This Day In History: The Allies Capture Damascus From the Ottoman’s (1918)

This Day In History: The Allies Capture Damascus From the Ottoman’s (1918)

Ed - September 30, 2016

On the night of September 30, 1918, as Allied forces led by General Edmund Allenby march steadily toward Damascus, Turkish authorities abandoned the city.

On this date in 1918, the allied army under General Allenby advanced upon the ancient city of Damascus. As the allies approached the Turkish commanders and troops decided to abandon the city without a fight. Their withdrawal meant that some five hundred years of Ottoman Turkish control of Damascus was at an end. The Ottomans had defeated the Mameluke’s and taken the city in the early 16th century and had been in possession of it until this date in 1918.

During the war in the Middle East, the city had served as a base of operations for German and Turkish forces. It had been a launch pad for German and Turkish offensives against allied positions in the region. The war in the middle east had been a stalemate since 1914 but it altered when General Allenby was appointed the commander of British and allied troops in the area. In late 1917 he launched an offensive that captured Palestine and the Holy City of Jerusalem. The British advance was slowed as troops were needed for the western front, however, despite this Allenby pressed on with another offensive in the Spring of 1918.

The allied forces went on the offensive near the ancient city of Meggido and broke through the Turkish lines, and after this, there were a string of allied victories and soon they were in control of the Jordan Valley. The Germans preoccupied with their own offensive in the west could not offer any more help to the Ottoman Sultan’s army. Allenby sent cavalry regiments across the Golan Heights and into Syria and they were soon within fifty miles of Damascus. Some brave defending by Turkish units halted the cavalry charge to the ancient city, but their resistance was broken on this date in 1918 and the road to Damascus was opened.

This Day In History: The Allies Capture Damascus From the Ottoman’s (1918)

That night the Turkish authorities fled and an Australian cavalry was the first allied force into Damascus. Allied troops were in control of the city by the next day and took over 6,000 Turkish soldiers prisoner. Many local people celebrated the retreat of the Ottomans.
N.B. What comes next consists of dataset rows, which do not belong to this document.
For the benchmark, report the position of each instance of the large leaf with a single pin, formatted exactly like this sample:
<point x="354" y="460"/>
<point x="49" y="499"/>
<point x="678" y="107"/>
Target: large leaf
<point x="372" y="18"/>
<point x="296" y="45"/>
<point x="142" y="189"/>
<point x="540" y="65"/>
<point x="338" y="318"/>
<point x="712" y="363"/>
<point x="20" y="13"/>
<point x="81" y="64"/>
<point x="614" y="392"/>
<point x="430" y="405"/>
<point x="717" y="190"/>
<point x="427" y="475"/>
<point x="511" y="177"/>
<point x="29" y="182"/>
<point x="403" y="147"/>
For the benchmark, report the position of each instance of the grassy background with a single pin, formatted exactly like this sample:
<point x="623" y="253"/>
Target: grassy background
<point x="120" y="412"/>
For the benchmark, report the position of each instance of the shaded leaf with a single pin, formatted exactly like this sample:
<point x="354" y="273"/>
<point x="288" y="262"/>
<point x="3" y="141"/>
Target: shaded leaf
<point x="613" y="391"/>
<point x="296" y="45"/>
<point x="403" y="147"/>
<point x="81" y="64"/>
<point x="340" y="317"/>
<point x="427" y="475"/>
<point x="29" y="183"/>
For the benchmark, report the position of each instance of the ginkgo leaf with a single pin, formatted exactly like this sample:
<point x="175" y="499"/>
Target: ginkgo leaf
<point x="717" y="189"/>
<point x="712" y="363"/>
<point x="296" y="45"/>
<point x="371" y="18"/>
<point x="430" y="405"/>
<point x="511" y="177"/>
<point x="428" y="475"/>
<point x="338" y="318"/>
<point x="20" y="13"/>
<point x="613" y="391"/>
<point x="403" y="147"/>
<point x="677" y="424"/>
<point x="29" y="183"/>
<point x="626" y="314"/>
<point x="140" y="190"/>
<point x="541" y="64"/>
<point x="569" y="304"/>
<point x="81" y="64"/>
The advance of Allenby was aided by the Arab Revolt. This was a nationalist Arab rebellion against the Ottomans and they were advised by T.E. Lawrence, better known as Lawrence of Arabia. A month later the Turks broke their alliance with Germany and sued for peace. The war in the Middle East was over and the region was changed forever, as new countries such as Iraq, came into existence. Damascus became the capital of Syria which for thirty years was under some form of French control. This is despite the fact that the Arabs had been promised the right of self-determination. They had been told that if they revolted against the Ottomans that they would have their independence. The Allies in 1918, much to the horror and anger of Lawrence of Arabia.